If I believed Eliezer’s model of how AI will function, I’d be almost as pessimistic as he is about AIs sharing my “genes”. My model of AI is a bit closer to Robin’s model. My best guess is that at least some AIs will be sufficiently human-like that they preserve some of what I value.
But in addition to that factual disagreement about how much AIs will resemble me, there’s an important value difference about how we should feel about AIs that perpetuate modest fractions of our “genes”.
Robin is expressing values that roughly correspond to what we should expect from evolved minds. But he sometimes sounds like a more altruistic utilitarian than is consistent with evolutionary values. (He sounds more worried about alien values when talking about the risk that the world will be dominated by Amish and Orthodox Jews.)
Eliezer seems to be expressing values that look more like the result of goal displacement (subgoal stomp), in which preservation of identity / values (presumably originating as a subgoal of empowerment or selective fitness) becomes a terminal goal.

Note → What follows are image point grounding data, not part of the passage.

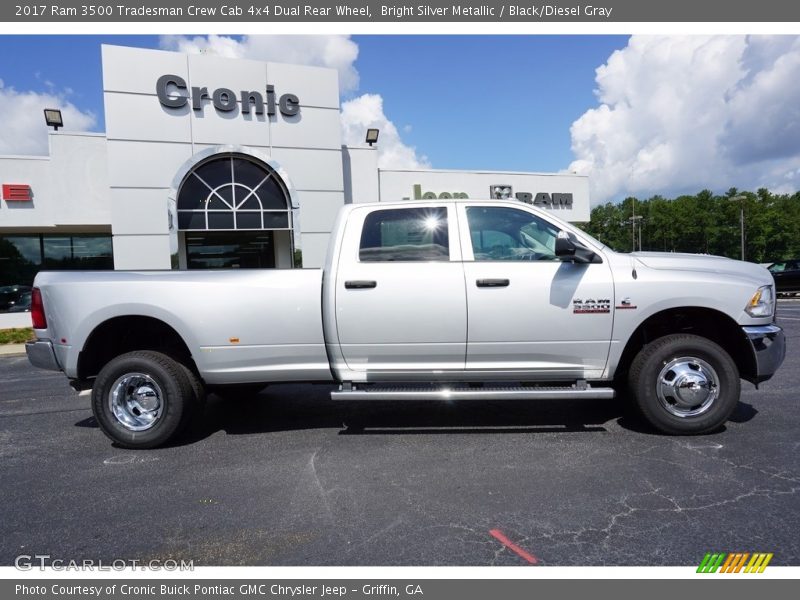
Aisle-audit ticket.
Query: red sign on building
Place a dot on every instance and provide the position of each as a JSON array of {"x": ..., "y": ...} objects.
[{"x": 16, "y": 192}]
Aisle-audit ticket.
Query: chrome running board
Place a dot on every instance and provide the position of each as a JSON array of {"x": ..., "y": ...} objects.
[{"x": 374, "y": 392}]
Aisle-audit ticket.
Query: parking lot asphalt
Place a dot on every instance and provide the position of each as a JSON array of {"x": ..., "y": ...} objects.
[{"x": 291, "y": 478}]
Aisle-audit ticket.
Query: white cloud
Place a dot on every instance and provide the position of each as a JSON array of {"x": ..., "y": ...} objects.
[
  {"x": 678, "y": 114},
  {"x": 333, "y": 51},
  {"x": 366, "y": 111},
  {"x": 22, "y": 119}
]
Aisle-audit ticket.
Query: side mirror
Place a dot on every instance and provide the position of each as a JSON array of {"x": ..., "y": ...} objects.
[
  {"x": 571, "y": 250},
  {"x": 565, "y": 247}
]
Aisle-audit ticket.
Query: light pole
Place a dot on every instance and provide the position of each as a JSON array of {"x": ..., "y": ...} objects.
[
  {"x": 637, "y": 220},
  {"x": 741, "y": 200}
]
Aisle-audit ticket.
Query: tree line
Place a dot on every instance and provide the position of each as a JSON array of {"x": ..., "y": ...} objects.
[{"x": 704, "y": 223}]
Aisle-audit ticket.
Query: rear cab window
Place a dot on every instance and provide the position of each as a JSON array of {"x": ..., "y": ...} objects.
[{"x": 405, "y": 235}]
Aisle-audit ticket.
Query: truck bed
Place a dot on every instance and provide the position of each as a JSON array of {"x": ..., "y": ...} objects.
[{"x": 243, "y": 326}]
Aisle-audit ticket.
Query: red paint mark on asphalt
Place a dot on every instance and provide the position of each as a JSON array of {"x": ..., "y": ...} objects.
[{"x": 500, "y": 537}]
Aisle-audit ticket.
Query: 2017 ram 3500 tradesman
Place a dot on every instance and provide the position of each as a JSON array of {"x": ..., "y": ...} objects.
[{"x": 444, "y": 299}]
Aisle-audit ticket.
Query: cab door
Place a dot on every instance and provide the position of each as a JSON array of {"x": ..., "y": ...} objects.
[
  {"x": 400, "y": 298},
  {"x": 528, "y": 312}
]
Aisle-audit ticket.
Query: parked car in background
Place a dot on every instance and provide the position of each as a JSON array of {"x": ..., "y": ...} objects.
[
  {"x": 786, "y": 275},
  {"x": 10, "y": 296},
  {"x": 22, "y": 304}
]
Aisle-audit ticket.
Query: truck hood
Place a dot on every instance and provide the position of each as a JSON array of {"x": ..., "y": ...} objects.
[{"x": 703, "y": 262}]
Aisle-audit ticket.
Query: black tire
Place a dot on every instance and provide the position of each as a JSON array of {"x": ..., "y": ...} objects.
[
  {"x": 150, "y": 377},
  {"x": 710, "y": 390}
]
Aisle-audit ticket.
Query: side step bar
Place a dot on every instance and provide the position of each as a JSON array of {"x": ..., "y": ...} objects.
[{"x": 466, "y": 393}]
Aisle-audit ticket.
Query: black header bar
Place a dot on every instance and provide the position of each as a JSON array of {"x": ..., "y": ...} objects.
[{"x": 319, "y": 11}]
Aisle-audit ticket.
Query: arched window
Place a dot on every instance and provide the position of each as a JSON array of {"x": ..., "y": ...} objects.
[{"x": 233, "y": 192}]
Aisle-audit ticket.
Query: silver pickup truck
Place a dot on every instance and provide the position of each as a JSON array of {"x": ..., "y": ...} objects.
[{"x": 437, "y": 300}]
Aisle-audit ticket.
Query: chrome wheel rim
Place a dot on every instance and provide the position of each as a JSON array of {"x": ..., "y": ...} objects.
[
  {"x": 136, "y": 401},
  {"x": 687, "y": 386}
]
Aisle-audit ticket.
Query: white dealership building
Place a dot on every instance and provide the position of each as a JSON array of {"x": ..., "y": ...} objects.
[{"x": 211, "y": 162}]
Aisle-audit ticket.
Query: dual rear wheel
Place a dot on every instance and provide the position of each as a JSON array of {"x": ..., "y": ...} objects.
[{"x": 143, "y": 399}]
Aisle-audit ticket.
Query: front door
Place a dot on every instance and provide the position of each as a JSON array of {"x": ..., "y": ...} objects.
[
  {"x": 400, "y": 298},
  {"x": 528, "y": 311}
]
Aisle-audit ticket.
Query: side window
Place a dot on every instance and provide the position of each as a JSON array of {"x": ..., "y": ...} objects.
[
  {"x": 405, "y": 234},
  {"x": 500, "y": 233}
]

That doesn’t mean Eliezer’s values are wrong. His values are harder to satisfy than are Robin’s. So to the extent my preferences about descendants are subgoals that are amenable to change, I’ll prefer to nudge them a bit in Robin’s direction. In particular, I’ll try to be a bit more accepting of uploads that imperfectly preserve my identity.
I’m not too clear about the extent to which my values about descendants are subgoals or terminal goals. But since I see a pervasive human bias to overstate the extent to which our goals are terminal goals, I’m going to try to think about my values a bit more like Robin thinks, and a bit less like Eliezer thinks.
Uncertainty
Here are two analogies for why I’m concerned about aligning AI:
Mothers are quite selective about whose genes fertilize their eggs.

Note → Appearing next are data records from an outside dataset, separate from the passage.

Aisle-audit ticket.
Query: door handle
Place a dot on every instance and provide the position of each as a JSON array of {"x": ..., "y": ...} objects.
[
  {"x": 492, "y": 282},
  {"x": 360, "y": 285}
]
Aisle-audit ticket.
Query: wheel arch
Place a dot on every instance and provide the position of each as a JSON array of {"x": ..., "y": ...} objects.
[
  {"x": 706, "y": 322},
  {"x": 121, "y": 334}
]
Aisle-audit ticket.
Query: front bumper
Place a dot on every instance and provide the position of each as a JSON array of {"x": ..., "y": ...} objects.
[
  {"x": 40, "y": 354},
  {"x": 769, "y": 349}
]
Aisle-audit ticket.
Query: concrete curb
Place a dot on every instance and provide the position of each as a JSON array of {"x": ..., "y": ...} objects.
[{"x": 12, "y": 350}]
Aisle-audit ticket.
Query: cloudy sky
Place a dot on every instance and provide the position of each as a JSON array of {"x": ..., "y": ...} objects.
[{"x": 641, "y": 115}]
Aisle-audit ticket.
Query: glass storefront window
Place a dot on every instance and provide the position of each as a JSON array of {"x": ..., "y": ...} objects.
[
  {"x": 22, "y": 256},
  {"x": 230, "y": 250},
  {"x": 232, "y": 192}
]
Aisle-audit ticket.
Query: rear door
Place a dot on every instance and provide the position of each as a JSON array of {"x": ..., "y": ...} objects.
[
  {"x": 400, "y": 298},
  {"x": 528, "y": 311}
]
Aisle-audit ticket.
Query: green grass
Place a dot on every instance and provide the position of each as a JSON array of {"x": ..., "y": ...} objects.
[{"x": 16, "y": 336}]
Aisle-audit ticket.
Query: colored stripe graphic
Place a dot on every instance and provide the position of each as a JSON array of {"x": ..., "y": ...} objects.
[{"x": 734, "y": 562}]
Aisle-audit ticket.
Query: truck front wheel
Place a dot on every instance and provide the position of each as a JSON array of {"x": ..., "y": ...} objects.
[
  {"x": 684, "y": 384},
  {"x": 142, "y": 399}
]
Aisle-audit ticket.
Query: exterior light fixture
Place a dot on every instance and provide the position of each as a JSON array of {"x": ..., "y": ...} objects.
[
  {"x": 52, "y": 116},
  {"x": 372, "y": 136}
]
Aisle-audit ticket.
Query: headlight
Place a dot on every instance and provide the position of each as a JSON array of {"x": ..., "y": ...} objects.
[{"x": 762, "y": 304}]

Fathers are often concerned about the paternity of the children that they’re supporting.
Robin sometimes sounds as if he’s rejecting these instincts.

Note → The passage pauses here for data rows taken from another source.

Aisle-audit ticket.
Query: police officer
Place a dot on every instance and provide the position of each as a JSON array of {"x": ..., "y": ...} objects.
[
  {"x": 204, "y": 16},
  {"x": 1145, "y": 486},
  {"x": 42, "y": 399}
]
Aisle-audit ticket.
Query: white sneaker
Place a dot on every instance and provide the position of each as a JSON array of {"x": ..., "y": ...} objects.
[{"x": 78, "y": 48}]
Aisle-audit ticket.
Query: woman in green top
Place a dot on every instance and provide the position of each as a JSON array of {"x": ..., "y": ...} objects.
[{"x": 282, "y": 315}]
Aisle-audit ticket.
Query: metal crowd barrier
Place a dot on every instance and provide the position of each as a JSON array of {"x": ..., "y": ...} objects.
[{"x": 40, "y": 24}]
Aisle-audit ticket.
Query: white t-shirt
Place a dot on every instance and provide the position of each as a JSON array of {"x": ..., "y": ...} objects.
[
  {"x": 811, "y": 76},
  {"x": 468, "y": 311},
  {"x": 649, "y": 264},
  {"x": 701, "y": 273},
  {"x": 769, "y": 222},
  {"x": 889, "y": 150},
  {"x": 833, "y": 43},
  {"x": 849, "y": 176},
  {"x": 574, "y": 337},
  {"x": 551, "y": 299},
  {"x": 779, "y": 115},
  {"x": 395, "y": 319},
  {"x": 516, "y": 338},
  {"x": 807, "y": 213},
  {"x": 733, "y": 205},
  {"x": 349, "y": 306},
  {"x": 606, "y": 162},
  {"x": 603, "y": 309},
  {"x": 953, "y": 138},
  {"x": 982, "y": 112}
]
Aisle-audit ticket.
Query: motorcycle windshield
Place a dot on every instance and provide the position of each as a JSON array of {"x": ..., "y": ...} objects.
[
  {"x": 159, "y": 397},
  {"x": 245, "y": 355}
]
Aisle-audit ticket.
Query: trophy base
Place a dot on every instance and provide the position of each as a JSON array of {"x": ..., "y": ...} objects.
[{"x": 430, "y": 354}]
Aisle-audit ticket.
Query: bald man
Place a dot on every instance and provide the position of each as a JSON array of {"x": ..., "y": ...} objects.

Current AI efforts are on track to produce a somewhat arbitrary mix of whatever values are easiest to implement, and the values of the most influential AI developers.
To the extent AI values are chosen by ease of implementation, I reject the notion that those AIs are our descendants.
To the extent AI values replicate the culture of influential people, I feel a more normal mix of approval that people like me are reproducing, and concern about whether those descendants embody too much of other people’s values and not enough of mine.
I’d prefer an Age of Em to whatever it is we’re currently on track for. Alas, I have no clear plan for a future in which ems are more important than are more artificial AIs.
There are two different senses of partiality in preserving values: irreversible change, and loss of influence. Irreversible change benefits from reflection, deciding right now is predictably stupid. And quality of reflection doesn’t benefit from irreversible change you can point at right now, it’s prudent to prevent all change in order to carefully develop ability to choose it judiciously. On the other hand, lack of change is a competitive disadvantage, leads to loss of influence and inefficiency of reflection. But at least you don’t lose yourself in a predictably stupid way.
The synthesis is to address both, that’s the problem of creating a smarter-than-yourself assistant that’s aligned enough to give good advice on the process of reflection and help with not losing the future in the meantime. The assistant is change, but putting your values in control makes it reversible.